It is completely understandable that Netflix cares about the user experience of its popular and constantly growing media streaming service, but the global streaming provider obviously can't do much if your Internet speeds are simply too low. With that in mind, the company has launched a new Internet speed testing tool earlier this week and is hosting it at fast.com which it has acquired at some point this April. Netflix says the main point of this tool is to provide its customers with a "greater insight and control of their Internet service," which it does by testing how fast your real-time connection to the Internet actually is.
Fast.com tests both mobile and broadband connections regardless of your location, is completely ad-free, and features a relatively clean and simple design so that you can use it without being particularly tech-savvy. Furthermore, it seems like the tool is here to stay as Netflix had not only acquired the aforementioned domain some years ago, but is also currently attempting to trademark the Fast logo at the United States Patent and Trademark Office (USPTO). The tool itself was developed by Netflix and, as the company says, its results shouldn't vary too greatly in comparison to other similar tools available online.

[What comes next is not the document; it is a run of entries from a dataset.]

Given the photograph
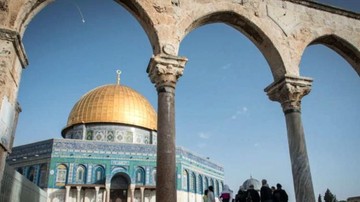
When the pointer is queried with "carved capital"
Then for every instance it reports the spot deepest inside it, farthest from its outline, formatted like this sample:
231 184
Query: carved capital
15 38
289 91
165 70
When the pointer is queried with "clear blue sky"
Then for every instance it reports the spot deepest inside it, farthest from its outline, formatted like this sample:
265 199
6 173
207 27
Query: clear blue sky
222 111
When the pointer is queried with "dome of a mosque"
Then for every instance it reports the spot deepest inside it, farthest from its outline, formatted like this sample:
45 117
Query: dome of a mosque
252 181
113 103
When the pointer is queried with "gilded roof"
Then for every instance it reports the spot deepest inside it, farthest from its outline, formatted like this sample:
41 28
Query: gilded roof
114 104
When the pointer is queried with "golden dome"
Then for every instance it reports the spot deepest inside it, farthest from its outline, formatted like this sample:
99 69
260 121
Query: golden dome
113 104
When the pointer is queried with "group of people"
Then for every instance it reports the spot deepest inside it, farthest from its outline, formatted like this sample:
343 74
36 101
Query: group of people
226 194
267 194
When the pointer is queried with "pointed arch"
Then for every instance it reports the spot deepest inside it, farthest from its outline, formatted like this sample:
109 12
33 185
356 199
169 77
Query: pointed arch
185 180
81 174
142 16
140 175
201 184
61 174
99 174
250 30
343 47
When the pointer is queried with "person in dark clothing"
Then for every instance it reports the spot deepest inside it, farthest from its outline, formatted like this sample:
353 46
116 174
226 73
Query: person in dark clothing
265 192
252 194
279 194
241 195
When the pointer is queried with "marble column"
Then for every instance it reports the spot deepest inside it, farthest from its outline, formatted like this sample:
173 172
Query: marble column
107 190
164 71
12 61
289 91
78 196
97 193
142 189
132 192
67 193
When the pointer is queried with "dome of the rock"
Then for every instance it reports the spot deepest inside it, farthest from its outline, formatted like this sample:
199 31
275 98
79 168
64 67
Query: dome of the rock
113 104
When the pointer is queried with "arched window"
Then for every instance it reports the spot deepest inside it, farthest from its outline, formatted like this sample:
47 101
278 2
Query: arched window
154 176
61 175
140 176
206 183
42 176
185 180
99 175
201 184
193 182
20 170
80 174
31 174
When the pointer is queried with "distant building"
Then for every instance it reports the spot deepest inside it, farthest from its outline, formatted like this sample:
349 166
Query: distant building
354 199
109 153
252 181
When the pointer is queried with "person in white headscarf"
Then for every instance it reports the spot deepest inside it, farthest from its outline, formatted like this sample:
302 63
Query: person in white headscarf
226 195
211 196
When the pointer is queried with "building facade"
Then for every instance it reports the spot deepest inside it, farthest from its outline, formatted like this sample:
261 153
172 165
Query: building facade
109 154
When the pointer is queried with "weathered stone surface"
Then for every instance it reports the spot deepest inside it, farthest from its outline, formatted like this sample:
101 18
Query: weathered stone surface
281 29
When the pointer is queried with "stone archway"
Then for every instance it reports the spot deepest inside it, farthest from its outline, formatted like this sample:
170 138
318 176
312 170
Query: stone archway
119 186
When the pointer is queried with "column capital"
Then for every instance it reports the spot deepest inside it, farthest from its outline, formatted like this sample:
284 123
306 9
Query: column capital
165 70
78 188
289 91
15 38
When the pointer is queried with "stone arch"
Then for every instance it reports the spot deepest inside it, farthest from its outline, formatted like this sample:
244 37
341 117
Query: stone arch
251 30
99 174
341 46
119 186
140 175
142 16
119 169
81 171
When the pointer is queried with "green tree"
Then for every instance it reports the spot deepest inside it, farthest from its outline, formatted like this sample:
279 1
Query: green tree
329 197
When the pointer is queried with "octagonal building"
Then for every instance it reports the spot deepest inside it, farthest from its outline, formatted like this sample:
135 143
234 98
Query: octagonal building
109 154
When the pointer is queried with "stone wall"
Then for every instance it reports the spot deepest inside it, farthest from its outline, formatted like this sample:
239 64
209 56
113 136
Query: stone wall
16 188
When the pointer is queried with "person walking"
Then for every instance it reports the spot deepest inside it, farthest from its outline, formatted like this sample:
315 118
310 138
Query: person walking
279 194
226 194
205 197
265 192
241 195
252 195
211 196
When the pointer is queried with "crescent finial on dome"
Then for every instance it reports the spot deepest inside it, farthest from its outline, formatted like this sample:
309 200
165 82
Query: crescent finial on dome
118 72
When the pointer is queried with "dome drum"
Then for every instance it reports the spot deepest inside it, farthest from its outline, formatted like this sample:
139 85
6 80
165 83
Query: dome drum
111 133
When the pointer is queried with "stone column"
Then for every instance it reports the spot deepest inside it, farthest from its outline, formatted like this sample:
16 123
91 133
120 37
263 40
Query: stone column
289 92
12 61
164 71
78 196
142 194
97 193
67 193
107 190
132 191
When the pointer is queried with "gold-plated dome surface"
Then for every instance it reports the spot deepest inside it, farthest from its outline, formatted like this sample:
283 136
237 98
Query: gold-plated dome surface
114 104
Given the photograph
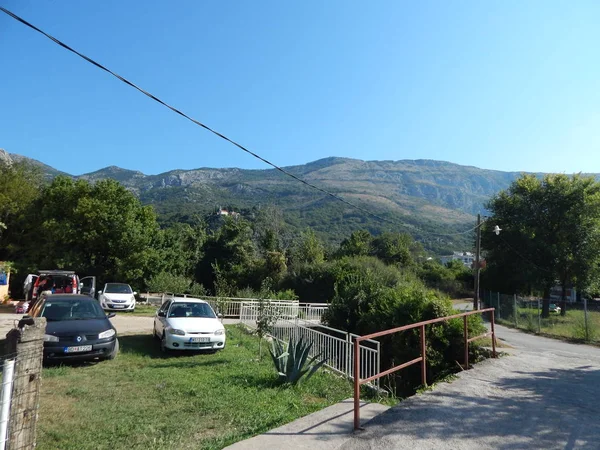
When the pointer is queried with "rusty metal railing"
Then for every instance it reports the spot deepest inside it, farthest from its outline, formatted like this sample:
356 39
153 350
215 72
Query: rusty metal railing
421 359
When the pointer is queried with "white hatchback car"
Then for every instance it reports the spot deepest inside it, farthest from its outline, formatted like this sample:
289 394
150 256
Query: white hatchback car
188 324
117 296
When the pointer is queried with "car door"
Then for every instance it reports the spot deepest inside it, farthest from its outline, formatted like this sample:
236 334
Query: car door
28 286
88 286
160 321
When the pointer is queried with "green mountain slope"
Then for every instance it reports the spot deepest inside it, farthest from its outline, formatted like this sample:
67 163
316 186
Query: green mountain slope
426 198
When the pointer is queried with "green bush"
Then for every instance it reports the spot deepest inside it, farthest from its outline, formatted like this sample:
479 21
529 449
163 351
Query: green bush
363 305
292 362
176 284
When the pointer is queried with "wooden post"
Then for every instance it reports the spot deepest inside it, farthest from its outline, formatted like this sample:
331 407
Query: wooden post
27 343
424 356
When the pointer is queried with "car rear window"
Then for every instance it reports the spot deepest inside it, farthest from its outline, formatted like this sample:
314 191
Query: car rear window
191 309
115 288
57 310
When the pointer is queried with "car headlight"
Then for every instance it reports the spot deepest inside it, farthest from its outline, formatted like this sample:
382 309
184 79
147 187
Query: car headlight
106 334
176 331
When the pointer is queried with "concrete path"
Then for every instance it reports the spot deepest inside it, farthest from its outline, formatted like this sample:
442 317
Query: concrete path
323 430
544 396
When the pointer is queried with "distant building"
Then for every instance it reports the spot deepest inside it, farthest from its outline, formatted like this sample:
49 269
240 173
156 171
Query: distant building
467 258
224 212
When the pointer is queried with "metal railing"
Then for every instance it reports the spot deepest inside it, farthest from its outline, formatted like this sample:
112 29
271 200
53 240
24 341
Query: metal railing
231 306
336 346
423 350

Netflix stated that the main goal of Fast.com is to provide its users with a quick way of checking whether potential streaming issues they are experiencing at any given moment in time have anything to do with the download speeds they are getting and stresses the fact that this testing tool is different than the Netflix ISP speed index as it only records speeds of individual connections and doesn't keep track of average download speeds of Netflix streams. Naturally, you can use the tool to test your speed regardless of your reasons to do so and you don't have to be a Netflix subscriber to do it as the website doesn't require any type of registration. Speaking of Internet speeds and Netflix, the US streaming company recently admitted to throttling mobile video streams on Verizon and AT&T networks in order to protect its customers from exceeding their data caps.